On his first back, Singh held a general body meeting with students. The exchange did not go well and by evening the student body had composed a “letter of no confidence in Sukh Pal Singh’s administration”.
It is six pages of allegations against Singh: he has “dismissed a sexual harassment complaint by terming it an exaggeration”, his administration has stopped funding student activities despite getting money from the state, there is “lack of transparency” as minutes of statutory bodies are not made public, there is “general apathy” towards the quality of education and students’ welfare, the six schools of excellence promoted by the university’s website are all defunct and the child rights centre cleared in 2011 is yet to be set up. The students complain their campus “recruitment prospects” are “limited to Chhattisgarh Mantralaya and ICICI Bank” and accuse Singh of “arbitrary hiring and firing of faculty”.
On September 26, they handed Singh an “ultimatum for resignation”, asking him to quit by 5 pm on September 28. He did not.

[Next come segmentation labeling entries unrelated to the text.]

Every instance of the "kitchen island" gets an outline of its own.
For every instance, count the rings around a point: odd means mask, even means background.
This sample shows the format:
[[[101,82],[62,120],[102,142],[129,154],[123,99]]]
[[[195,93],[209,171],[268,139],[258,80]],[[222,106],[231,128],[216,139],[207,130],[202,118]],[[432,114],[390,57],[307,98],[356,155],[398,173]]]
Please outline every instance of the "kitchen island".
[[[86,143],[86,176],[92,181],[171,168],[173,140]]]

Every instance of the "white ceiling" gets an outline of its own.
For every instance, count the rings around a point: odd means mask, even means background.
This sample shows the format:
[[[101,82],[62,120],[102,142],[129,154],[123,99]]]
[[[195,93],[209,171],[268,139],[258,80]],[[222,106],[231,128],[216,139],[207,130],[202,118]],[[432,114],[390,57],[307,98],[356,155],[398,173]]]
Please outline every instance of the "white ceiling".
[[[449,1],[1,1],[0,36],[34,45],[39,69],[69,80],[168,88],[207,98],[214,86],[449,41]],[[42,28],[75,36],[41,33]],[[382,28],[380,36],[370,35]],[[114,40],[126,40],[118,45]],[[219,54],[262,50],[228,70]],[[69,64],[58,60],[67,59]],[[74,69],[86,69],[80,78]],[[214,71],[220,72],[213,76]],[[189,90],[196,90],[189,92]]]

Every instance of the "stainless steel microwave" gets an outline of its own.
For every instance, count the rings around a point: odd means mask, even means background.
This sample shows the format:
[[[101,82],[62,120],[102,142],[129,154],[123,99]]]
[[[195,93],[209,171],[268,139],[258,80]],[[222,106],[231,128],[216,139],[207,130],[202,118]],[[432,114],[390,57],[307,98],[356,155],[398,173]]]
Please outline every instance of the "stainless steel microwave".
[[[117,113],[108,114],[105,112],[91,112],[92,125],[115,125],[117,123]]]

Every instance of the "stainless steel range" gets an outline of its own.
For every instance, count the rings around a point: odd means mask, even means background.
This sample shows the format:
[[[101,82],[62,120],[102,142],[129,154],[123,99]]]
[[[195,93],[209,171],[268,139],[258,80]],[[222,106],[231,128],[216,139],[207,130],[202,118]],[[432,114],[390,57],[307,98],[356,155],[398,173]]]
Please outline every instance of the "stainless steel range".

Singh finally responded to the allegations contained in the “no confidence letter” on September 30, denying all in a point-by-point rebuttal running into 17 pages. On the financial irregularities, he said there had been delay in funds coming from the state and that a special audit was conducted whose report would be tabled on September 8. On the defunct centres, he blamed procedural delays or “non-availability of eligible candidates”. The teachers he has allegedly fired at will were all ad hoc appointments, Singh claimed, and most records of statutory bodies’ meetings have been made public on the Student Bar Association’s demand.
‘Told teacher to mend his behaviour’
It is Singh’s response to the allegation of mishandling sexual harassment complaints that has most riled the students. Singh said “some students” did indeed meet him on August 6 to complain about comments made by a teacher in class and “requested” to “ask the teacher to mend his behaviour”. “The vice chancellor asked the students to give their grievance in writing and also informed that he would call the teacher and ask him to mend his behaviour and in case the teacher doesn’t mend his behaviour, necessary action would be taken against him on the basis of written complaint,” Singh added. “Then the vice chancellor called the teacher and told the teacher about the students’ grievance and told him to mend his behaviour. Thereafter, the students did not make any complaint.”
To this, an outraged student replied, “This was a sexual harassment complaint signed by 51 students, not a minor issue that he could simply instruct the teacher not to do it again.”
Those who signed the harassment complaint had said they had “lost faith in the independence of the internal complaints committee” which deals with such allegations. Singh responded that a new committee had been constituted on September 26 – on the Student Bar Association’s demand – and “there has been no interference by the vice chancellor in its functioning”. “However, if the committee members seek guidance in any matter,” he added, “being head of the institution, necessary guidance as per rules is provided.”